My idea is that it is melting Arctic sea ice and/or melting ice bergs
from a fast retreating Greenland ice sheet. Melting ice would explain
why the cold water remains on the surface rather than sinking. It is
fresh water and so does not the higher density of saline sea water.
OTOH why don't we see it coming down from the east of Greenland.
I don't think it has had anything to do with melting ice. I don't altogether
trust the anomalies I'm using but it seems to have mostly developed in situ.
In any case, a large part of the cold anomaly would appear to be over, and
even to the south of the NAD. I suspect a cold Canadian winter/spring is a
more likely candidate with colder than normal winds from that region cooling
the surface waters.
I had a similar disagreement nearly forty years ago when a record number of
icebergs were sighted over the Grand Banks in the spring and summer. The
melting of these was widely announced by other Met Office experts as being
responsible for a huge mid-Atlantic cold pool and hence the UK's cold
summer. This theory was widely published in the media. I had many doubts
about this theory and, first of all, calculated how much cooling the melting
of all the ice-bergs would have caused, making as many allowances as
possible to get the largest figure I could.
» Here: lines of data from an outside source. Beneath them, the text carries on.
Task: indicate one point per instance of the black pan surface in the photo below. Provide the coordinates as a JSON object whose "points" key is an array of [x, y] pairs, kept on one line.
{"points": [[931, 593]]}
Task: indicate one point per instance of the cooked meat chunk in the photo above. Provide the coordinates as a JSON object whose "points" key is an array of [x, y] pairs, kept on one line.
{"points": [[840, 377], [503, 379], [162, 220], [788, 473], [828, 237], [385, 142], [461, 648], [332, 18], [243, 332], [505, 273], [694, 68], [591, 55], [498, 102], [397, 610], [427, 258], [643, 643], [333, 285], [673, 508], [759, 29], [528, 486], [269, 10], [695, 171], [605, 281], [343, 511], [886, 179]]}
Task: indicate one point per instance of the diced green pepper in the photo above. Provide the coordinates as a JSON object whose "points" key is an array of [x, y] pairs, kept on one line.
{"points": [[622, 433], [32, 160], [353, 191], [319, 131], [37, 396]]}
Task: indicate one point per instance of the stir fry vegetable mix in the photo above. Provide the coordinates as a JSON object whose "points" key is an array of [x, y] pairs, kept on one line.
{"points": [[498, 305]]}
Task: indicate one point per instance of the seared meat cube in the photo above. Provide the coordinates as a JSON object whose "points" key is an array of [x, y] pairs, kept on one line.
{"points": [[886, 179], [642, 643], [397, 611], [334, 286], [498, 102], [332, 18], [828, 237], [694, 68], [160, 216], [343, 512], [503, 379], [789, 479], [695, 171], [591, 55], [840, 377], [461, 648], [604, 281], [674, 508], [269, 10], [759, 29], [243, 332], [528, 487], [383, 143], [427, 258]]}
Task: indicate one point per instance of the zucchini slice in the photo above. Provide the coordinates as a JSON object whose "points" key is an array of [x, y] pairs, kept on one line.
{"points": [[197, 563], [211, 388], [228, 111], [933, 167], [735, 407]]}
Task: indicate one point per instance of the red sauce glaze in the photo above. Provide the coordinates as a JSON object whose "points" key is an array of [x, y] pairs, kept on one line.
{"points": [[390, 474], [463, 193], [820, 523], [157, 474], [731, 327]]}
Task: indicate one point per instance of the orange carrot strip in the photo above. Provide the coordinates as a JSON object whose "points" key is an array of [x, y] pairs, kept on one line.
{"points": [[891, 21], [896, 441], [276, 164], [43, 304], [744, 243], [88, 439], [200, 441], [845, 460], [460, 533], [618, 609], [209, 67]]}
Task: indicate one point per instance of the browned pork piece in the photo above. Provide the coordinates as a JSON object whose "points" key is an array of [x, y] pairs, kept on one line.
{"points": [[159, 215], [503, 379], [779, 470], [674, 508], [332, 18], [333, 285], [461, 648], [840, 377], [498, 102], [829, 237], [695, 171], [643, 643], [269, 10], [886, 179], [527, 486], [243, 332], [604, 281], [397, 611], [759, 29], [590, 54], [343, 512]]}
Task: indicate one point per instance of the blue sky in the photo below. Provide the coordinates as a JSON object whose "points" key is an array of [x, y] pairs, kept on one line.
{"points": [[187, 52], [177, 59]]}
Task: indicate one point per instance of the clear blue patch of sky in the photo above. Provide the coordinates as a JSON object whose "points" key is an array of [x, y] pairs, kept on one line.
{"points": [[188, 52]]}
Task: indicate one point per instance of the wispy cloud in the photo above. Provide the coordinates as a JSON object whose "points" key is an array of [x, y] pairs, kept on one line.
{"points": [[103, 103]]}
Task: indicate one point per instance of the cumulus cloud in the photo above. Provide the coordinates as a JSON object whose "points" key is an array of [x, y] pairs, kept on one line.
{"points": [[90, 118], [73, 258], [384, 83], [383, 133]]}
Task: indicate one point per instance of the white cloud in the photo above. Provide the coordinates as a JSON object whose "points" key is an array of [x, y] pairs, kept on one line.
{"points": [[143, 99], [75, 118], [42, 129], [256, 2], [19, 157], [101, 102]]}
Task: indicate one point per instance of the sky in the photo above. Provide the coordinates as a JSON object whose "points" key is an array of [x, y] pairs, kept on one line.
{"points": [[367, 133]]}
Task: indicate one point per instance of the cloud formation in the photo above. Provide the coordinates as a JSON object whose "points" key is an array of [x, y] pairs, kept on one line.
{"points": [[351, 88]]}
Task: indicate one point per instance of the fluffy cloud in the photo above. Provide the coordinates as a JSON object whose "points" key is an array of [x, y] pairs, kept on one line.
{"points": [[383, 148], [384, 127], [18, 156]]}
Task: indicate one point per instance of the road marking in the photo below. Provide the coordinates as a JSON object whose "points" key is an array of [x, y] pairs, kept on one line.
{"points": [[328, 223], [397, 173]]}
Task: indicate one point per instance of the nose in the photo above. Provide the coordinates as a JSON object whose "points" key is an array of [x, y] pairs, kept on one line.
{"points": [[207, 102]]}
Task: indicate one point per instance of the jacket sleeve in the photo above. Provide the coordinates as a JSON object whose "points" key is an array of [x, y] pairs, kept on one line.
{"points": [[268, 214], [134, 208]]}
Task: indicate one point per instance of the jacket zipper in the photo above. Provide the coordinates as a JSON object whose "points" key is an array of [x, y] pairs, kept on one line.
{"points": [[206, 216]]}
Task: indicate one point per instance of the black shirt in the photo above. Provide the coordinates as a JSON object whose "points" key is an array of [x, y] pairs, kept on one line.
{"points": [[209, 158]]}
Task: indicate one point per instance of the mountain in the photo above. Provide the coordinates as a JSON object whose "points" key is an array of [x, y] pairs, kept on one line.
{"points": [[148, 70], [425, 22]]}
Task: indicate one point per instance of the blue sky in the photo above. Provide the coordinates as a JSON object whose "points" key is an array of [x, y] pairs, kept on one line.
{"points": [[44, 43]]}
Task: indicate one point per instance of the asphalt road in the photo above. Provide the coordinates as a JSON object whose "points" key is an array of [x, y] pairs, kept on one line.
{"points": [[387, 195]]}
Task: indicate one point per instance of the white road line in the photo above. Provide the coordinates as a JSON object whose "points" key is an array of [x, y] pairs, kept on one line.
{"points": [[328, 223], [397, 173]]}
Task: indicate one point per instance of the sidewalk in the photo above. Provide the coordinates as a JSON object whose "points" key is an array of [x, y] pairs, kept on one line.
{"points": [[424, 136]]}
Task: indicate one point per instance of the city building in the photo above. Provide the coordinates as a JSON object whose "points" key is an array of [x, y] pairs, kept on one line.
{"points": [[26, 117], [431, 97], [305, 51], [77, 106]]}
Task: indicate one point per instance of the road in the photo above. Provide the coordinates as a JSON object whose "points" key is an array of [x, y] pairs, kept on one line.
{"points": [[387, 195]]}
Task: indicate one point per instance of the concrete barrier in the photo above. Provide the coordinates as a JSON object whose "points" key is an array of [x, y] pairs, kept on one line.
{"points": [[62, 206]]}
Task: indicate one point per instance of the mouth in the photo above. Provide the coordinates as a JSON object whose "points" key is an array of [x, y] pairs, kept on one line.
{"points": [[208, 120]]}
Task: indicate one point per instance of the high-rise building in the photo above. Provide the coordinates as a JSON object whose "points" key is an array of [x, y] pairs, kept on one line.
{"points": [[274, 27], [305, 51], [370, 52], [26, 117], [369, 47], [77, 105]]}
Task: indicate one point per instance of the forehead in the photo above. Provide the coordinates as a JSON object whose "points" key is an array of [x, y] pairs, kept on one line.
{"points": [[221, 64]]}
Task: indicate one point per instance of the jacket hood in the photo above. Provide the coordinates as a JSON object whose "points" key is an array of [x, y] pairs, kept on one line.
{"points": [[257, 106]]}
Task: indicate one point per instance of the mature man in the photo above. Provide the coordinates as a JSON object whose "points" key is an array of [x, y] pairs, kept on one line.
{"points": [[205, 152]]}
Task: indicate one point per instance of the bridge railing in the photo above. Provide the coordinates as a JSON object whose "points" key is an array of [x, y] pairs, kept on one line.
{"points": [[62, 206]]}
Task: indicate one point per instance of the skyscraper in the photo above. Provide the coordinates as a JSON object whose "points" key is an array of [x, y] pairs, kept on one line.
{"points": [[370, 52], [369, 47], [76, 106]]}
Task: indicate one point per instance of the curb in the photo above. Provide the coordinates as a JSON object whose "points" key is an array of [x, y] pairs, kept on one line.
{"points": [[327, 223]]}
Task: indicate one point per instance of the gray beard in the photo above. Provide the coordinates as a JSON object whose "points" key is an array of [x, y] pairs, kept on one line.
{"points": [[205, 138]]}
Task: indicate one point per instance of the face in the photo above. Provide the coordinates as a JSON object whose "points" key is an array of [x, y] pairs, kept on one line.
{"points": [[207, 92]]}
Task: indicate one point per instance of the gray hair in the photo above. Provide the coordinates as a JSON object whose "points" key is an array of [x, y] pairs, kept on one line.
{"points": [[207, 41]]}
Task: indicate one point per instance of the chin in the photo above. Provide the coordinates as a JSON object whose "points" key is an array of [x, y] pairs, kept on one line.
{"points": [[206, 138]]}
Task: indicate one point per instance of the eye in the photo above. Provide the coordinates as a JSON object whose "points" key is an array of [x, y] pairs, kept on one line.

The result was that the cooling
could have been no more than a tenth of what was observed, even assuming all
the ice had melted and that there had been no turbulent mixing to disperse
the melt-water. What also should have scuppered their theory, if they'd
taken the time to look at the data, was that the bulk of the cold pool was
formed before any melting occurred. Like most urban myths, their explanation
persisted.
I suspect that the features we see in Western Europe at present and
blame on global warming are caused by the melting Arctic sea ice. When
that is completely melted, there will be a new regime much like that
dreamed of by Will.
Again, I'm not too sure what's the result of melting ice and/or GW. The
problem I see is that most of the extra melting occurs within the Arctic and
the melt-water mostly stays there during the summer and I doubt that it adds
anything to cooling the Atlantic. The only thing I am sure of is that Winter
northerlies are much less cold than they used to be because of the small
area of ice off E Greenland in winter.
The other thing I'm pretty sure of is that we'll soon see another record low
amount of ice in the Arctic, probably by 2011. I also think that that will
be followed by another massive drop in ice-cover by 2015, quite probably
with open water from the Russian coastline to the North Pole.
--
Graham P Davis, Bracknell, Berks., UK. E-mail: newsman not newsboy
"I wear the cheese. It does not wear me."